A: Transparency, a caring attitude, and open communication are the most important aspects of addressing our challenges since uncertainty is inherent in every aspect of the COVID-19 situation. People need to have their feelings validated and understood before they can begin to deal with the practical solutions to some of these problems. To address personnel challenges, we have maintained open communication. Key discussions have been around schedule flexibility and remote work, which help staff adapt to new needs around child and elder care in the home, and homeschooling. To address stress over business uncertainty, we have focused on transparency and caring. Transparency keeps people informed about the business, connects people’s efforts to the well-being of the business, and helps people seek alternatives to improve productivity. Caring demonstrates that we’re all in this together. The good will that local management has with our employees results in multiple people stepping up and adding roles. We’ve always treated staff as people, not just as assets. They deliver because they know management cares for them as people.

Q: What is something you are particularly proud of that your lab has accomplished during the crisis?

A: Our staff has rallied to respond quickly to adapt to site and company requirements dealing with this situation. Site requirements driven by the landlord include weekly lab mopping, caps on staff occupancy, and wearing of masks in parking lots, as well as in the buildings. Company requirements include thermal screening and hand sanitization before entering the building, appropriate personal hygiene, social distancing at work, communication to management about personal travel to potential COVID-19 hotspots, and modifications to the use of paid time off and unpaid leave. Everyone has really stepped up to embrace these requirements and changes despite the stress, uncertainty, and extra effort required. This speaks volumes about the character of the folks we have on our teams.

Q: What is something that you changed due to the COVID-19 crisis that you think should be retained in the new normal?

A: Microsoft Teams has been a great tool for conducting remote meetings and is much better than other options we’ve used in the past. Rotating schedules afford us expanded coverage throughout the day and makes the timing of communication and delivery more predictable.

Q: What is the most important thing you've learned about your lab during the COVID-19 crisis?

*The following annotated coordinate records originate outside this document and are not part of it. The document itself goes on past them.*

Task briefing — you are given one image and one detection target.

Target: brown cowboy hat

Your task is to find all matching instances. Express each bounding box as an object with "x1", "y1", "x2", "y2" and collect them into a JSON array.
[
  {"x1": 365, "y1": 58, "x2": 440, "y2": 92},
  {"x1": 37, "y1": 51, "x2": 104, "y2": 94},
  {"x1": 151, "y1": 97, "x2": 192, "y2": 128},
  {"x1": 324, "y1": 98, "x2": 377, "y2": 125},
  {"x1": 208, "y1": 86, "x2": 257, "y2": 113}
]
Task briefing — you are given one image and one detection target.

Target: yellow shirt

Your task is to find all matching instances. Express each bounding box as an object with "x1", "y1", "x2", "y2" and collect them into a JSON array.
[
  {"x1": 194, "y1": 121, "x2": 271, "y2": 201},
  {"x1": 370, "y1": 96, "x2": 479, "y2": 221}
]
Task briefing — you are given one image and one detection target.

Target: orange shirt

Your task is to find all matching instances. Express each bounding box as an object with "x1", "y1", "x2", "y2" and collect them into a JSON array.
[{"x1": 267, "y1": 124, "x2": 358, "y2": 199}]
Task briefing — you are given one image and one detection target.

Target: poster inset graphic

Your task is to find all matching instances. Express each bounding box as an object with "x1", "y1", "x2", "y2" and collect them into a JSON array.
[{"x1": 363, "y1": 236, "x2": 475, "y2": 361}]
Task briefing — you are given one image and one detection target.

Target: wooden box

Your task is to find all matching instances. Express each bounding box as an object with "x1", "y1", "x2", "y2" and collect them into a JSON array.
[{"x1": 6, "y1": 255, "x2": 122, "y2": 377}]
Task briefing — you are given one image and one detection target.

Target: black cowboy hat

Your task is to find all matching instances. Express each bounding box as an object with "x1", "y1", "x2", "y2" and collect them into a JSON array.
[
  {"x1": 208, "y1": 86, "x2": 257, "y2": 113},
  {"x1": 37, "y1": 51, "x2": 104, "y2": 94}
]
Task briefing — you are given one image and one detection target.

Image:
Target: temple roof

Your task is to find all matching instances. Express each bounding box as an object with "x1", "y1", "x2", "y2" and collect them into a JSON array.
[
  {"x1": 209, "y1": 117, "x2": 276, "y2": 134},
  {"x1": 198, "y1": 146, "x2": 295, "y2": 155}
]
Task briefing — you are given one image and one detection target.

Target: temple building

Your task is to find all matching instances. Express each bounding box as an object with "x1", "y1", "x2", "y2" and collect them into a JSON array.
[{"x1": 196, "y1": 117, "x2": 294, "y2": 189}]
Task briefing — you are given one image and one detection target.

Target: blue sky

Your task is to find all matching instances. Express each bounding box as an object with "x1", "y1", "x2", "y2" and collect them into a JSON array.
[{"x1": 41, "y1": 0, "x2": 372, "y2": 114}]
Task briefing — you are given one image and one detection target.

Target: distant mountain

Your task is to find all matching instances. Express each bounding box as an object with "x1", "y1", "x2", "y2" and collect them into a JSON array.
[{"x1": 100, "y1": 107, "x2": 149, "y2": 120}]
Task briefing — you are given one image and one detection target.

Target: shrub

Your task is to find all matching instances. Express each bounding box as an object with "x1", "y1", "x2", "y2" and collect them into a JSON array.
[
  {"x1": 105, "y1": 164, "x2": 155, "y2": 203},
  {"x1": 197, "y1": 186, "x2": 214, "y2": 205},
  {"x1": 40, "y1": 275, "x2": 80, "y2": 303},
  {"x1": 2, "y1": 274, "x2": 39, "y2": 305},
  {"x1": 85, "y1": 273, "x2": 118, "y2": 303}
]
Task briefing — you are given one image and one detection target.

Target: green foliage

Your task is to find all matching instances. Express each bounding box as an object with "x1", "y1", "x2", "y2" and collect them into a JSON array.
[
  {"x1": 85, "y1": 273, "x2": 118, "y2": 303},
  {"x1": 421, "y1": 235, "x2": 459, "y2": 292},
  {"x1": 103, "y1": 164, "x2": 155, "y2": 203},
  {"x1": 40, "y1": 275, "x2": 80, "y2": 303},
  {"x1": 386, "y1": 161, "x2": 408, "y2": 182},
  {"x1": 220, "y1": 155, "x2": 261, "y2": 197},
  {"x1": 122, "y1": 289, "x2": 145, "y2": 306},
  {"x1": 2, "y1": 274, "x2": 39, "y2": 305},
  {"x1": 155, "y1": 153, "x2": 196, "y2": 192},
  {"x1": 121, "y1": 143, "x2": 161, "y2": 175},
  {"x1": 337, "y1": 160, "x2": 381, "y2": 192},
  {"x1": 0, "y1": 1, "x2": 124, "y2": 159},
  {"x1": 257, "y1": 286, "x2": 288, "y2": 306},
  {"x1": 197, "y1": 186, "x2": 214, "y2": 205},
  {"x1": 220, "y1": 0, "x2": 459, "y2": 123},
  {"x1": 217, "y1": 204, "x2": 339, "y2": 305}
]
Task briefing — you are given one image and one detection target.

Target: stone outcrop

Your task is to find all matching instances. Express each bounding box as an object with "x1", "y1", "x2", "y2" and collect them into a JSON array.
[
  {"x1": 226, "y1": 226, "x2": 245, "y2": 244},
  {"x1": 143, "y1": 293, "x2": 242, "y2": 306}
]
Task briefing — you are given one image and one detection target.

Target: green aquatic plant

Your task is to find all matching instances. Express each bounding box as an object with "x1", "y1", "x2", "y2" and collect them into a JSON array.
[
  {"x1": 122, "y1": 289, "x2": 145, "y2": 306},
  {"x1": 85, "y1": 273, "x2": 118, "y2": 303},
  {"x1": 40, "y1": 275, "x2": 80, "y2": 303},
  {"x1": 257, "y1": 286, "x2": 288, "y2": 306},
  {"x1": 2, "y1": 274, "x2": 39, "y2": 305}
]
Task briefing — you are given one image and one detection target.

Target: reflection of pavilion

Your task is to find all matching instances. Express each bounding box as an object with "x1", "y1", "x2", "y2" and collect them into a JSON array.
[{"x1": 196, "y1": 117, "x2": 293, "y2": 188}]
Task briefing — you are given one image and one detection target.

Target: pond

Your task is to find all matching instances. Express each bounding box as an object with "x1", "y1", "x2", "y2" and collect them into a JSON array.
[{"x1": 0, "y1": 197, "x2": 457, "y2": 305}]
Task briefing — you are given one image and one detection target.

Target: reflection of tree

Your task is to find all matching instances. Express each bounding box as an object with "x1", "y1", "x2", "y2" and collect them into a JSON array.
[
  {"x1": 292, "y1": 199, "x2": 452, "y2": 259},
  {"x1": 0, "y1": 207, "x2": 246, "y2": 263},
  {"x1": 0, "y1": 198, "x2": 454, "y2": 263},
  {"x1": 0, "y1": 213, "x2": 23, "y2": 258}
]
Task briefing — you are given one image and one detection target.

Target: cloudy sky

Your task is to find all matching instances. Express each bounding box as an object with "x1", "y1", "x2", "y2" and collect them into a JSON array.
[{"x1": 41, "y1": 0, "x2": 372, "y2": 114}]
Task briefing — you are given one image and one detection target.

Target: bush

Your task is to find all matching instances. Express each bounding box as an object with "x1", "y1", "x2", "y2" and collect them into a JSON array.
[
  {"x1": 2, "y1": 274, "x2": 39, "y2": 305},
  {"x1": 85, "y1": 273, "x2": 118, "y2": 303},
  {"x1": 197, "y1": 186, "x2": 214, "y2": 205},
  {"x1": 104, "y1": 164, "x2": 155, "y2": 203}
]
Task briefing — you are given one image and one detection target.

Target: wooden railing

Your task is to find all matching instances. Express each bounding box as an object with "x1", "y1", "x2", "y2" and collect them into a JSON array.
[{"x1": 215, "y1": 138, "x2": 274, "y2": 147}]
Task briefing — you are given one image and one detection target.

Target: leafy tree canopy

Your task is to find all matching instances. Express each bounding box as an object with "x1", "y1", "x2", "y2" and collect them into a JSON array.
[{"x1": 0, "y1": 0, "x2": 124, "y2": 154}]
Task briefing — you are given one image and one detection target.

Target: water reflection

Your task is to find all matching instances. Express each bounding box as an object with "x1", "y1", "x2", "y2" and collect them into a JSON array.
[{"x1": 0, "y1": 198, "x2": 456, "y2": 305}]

A: Many people need less time physically present in the lab than I originally thought. Much of the documentation, reporting, and data analysis can be done effectively while working remotely.  The ability to work remotely affords people a great deal more flexibility, can improve productivity, and reduce some stress.

Q: What advice do you have for other labs about dealing with the issues driven by the COVID-19 crisis?

A: Be flexible, patient, and understanding with your staff. Provide caring management and discussion, not blind edicts and mandates around changes. Talk about quality and safety.  Remind people that they are more important than revenue. When people know that their health is important and vital, they are more willing to contribute when needed.

Summary

Intertek Allentown has faced business and personnel uncertainty due to the COVID-19 crisis.  By combining transparency and authenticity about the business, true caring from local management, and developing greater flexibility in work schedules, including more remote work options, Intertek Allentown is successfully navigating the crisis. Key learnings include the value of flexibility and adaptability in the staff and caring management to develop the strategies to be effective moving forward.


Pete DeSanto has led the inorganic analysis work team at Intertek Allentown for five years. The team specializes in analytical testing and consulting projects spanning diverse industries and types of materials. He also has the role of key project manager to lead multidisciplinary teams on complex inorganic analytical and deformulations efforts. Pete holds a PhD in chemical engineering from the University of Delaware and a BS in chemistry from Millersville University. He was an NRC postdoctoral fellow at NIST prior to joining Air Products and Chemicals, and subsequently Intertek.